Por outro lado, ele tem recordado e reafirmado constantemente que a Igreja é o “povo de Deus” e que todos/as, como “discípulos-missionários”, devem assumir a tarefa evangelizadora. Além do mais, tem falado muito sobre a necessidade de “conversão pastoral” ou mesmo de “reforma” na Igreja: povo de Deus, colegialidade episcopal, primado do bispo de Roma, cúria romana, participação da mulher, estrutura paroquial... Tudo isso em vista de maior fidelidade à sua identidade, vocação e missão.

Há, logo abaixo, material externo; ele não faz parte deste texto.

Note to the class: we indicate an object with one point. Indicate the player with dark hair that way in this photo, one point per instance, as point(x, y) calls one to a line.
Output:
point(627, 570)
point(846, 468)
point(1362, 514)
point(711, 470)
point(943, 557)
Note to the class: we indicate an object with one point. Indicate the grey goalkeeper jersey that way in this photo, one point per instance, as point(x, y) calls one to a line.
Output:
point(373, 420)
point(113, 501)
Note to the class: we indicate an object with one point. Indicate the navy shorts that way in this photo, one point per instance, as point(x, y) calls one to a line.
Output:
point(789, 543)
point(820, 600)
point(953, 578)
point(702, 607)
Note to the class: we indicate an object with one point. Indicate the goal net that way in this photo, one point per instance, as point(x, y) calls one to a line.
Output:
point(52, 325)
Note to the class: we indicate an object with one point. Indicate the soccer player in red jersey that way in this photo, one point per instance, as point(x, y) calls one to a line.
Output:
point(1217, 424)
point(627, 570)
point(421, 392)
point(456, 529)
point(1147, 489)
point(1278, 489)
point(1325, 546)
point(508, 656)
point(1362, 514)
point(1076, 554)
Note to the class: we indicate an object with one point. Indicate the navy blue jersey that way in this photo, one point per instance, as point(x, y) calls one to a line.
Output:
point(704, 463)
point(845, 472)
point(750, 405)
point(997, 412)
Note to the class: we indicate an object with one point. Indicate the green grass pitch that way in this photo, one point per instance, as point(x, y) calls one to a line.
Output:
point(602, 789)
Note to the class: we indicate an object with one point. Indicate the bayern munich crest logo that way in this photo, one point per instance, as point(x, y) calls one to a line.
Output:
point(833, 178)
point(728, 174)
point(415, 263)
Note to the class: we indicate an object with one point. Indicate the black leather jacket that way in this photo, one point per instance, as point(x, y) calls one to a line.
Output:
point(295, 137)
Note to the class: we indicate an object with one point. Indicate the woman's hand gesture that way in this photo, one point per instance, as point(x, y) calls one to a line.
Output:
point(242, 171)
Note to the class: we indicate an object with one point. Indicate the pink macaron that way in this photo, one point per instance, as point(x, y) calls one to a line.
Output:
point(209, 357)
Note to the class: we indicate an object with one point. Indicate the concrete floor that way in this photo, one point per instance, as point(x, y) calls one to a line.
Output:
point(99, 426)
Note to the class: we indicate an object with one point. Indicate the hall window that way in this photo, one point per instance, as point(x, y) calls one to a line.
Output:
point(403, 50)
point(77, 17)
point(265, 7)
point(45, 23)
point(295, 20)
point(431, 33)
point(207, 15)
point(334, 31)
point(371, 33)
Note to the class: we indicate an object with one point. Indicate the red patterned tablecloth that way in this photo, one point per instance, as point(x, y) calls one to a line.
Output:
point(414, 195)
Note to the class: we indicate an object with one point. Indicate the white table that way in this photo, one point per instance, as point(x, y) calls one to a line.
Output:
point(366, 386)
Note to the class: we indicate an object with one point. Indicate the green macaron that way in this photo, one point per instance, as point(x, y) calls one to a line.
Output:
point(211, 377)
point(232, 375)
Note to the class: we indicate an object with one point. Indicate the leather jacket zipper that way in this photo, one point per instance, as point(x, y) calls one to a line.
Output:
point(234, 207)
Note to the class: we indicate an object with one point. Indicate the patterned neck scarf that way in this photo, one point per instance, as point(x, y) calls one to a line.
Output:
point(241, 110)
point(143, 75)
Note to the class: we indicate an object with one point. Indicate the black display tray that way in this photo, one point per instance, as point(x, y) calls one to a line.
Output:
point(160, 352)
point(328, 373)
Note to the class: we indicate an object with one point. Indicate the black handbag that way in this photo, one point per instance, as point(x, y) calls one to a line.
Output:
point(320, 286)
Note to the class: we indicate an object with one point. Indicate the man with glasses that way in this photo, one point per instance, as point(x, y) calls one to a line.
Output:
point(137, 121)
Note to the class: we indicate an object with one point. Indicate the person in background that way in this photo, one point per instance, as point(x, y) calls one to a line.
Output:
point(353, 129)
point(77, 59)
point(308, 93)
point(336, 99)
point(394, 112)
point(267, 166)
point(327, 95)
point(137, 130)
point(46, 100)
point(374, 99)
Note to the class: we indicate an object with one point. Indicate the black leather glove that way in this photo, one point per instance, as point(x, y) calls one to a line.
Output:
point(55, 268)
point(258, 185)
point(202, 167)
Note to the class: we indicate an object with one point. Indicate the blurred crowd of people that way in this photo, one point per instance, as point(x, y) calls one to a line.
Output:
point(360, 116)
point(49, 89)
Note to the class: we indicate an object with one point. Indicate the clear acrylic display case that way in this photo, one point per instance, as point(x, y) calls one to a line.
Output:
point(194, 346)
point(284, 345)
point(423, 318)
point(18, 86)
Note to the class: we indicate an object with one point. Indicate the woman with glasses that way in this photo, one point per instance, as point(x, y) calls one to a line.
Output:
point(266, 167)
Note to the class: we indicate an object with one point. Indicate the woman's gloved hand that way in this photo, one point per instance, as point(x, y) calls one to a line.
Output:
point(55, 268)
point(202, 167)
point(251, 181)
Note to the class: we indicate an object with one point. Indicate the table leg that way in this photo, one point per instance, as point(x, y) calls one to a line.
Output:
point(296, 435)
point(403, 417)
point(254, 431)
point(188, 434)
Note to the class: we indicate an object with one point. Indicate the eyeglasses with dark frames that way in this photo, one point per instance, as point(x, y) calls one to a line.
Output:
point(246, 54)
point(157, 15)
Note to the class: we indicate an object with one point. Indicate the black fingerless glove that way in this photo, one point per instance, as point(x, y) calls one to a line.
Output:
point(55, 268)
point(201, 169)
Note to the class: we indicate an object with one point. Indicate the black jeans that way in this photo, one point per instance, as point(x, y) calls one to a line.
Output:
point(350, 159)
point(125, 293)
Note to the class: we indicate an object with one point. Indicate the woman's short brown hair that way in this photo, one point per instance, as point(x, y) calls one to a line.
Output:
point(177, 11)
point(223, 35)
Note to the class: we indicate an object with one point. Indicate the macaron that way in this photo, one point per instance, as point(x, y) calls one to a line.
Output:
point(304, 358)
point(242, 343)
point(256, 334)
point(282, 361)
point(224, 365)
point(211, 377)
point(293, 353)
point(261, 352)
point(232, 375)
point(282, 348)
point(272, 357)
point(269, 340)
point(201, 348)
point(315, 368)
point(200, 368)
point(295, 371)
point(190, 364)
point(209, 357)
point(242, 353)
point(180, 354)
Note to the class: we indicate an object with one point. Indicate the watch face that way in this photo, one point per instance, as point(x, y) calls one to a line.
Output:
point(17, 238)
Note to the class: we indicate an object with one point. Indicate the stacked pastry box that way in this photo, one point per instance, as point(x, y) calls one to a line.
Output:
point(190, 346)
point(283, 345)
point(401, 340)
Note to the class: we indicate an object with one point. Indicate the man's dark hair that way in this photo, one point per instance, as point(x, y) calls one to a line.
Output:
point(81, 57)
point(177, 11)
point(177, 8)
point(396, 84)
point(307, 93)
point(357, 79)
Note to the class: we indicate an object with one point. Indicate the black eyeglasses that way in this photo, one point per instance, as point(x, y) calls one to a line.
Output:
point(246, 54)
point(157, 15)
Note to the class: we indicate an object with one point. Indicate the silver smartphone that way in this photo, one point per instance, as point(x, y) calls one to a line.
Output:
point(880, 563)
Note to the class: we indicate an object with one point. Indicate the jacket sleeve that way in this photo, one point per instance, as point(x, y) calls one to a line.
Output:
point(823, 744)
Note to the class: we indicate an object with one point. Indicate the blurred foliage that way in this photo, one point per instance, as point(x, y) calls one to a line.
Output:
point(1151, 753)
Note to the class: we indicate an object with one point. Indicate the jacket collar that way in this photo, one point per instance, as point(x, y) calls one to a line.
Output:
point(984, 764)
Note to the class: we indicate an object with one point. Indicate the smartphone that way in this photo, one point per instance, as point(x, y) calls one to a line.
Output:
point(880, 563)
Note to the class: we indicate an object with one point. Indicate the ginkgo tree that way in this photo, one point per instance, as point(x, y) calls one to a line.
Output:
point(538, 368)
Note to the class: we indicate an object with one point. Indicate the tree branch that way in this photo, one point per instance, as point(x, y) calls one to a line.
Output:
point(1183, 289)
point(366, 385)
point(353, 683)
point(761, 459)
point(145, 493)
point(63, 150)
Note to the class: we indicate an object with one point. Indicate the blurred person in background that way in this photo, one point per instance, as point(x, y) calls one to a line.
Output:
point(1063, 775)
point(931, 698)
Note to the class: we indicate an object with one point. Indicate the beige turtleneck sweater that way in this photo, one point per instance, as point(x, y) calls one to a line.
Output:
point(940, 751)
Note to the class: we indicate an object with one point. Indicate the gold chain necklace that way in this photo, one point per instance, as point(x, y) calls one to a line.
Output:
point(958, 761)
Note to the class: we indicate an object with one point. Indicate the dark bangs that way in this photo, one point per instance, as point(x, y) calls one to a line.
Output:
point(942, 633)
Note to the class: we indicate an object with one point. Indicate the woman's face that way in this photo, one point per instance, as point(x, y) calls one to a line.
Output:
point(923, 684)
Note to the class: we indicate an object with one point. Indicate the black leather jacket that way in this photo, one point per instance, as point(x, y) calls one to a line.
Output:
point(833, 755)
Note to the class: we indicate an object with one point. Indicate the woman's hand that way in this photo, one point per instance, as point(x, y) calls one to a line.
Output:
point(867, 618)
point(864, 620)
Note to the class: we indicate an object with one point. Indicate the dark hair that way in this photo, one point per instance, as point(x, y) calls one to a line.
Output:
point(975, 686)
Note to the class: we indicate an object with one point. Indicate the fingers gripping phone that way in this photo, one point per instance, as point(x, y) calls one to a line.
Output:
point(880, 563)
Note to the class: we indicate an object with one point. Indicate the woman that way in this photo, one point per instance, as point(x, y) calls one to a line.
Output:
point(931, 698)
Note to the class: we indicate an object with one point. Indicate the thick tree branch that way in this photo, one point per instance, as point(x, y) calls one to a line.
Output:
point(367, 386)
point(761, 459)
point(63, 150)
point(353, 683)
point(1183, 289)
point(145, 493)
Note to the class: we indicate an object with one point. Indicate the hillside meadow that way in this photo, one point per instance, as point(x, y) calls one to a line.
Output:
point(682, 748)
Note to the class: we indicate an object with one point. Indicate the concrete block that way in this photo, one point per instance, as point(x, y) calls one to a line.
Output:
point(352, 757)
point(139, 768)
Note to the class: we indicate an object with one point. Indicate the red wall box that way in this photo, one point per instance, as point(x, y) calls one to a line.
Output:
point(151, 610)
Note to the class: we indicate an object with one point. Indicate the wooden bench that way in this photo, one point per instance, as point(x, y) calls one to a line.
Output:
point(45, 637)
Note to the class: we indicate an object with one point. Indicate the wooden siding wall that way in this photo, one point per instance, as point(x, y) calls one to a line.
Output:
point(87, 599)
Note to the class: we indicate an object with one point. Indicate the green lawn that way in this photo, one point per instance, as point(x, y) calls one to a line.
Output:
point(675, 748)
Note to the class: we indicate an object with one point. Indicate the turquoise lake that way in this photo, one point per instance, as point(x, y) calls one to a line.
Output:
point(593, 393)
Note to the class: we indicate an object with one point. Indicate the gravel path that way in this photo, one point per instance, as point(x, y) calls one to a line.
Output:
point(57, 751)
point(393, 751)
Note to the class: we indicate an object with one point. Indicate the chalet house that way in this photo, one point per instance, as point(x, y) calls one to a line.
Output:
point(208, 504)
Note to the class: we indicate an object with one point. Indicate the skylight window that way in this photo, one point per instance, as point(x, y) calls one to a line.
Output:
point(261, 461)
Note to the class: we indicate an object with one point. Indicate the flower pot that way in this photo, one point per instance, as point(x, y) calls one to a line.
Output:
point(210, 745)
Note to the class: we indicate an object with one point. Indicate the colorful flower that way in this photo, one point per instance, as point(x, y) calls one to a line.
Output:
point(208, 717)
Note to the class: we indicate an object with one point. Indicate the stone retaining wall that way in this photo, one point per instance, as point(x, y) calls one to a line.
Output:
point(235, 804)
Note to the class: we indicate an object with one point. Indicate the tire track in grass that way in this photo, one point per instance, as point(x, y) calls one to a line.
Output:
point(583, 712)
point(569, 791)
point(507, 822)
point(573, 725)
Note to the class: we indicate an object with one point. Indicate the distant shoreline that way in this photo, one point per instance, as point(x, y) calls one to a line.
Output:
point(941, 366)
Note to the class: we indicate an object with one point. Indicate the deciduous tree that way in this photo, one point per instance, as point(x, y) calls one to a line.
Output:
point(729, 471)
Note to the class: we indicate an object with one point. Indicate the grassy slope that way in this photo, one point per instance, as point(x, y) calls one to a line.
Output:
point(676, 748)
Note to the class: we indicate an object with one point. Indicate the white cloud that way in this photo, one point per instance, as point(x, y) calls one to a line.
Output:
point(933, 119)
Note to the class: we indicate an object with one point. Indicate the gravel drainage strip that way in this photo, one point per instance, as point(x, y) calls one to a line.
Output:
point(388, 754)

Sem dúvida nenhuma, as reformas são importantes e necessárias. Mas são importantes e necessárias precisamente em vista da missão de anunciar e tornar realidade do reinado de Deus neste mundo, cuja característica mais importante é a misericórdia e a justiça aos pobres, oprimidos e sofredores. E aqui está a fonte e o coração da novidade que representa Francisco para a vida e missão da Igreja hoje: uma volta ao evangelho de Reino, o que significa uma volta aos pobres deste mundo. Ao voltar-se para os pobres e sofredores e ao colocá-los no centro de suas preocupações pastorais, Francisco desencadeia um processo de “conversão” e “reforma” evangélicas da Igreja.
Mas não nos iludamos: este é um processo extremamente difícil, um processo que depende do conjunto da Igreja e que já está encontrando e vai encontrar muito mais resistência – dentro e fora da Igreja.
Dentro da Igreja porque os interesses/privilégios institucionais tendem a se sobrepor às exigências do Reino, porque a “psicologia de príncipe” e o “clericalismo” dos que presidem a Igreja são muito mais fortes e têm raízes muito mais profundas do que parece e porque o devocionismo e o sacramentalismo são muito mais determinantes da vida da Igreja que a fé como seguimento de Jesus de Nazaré.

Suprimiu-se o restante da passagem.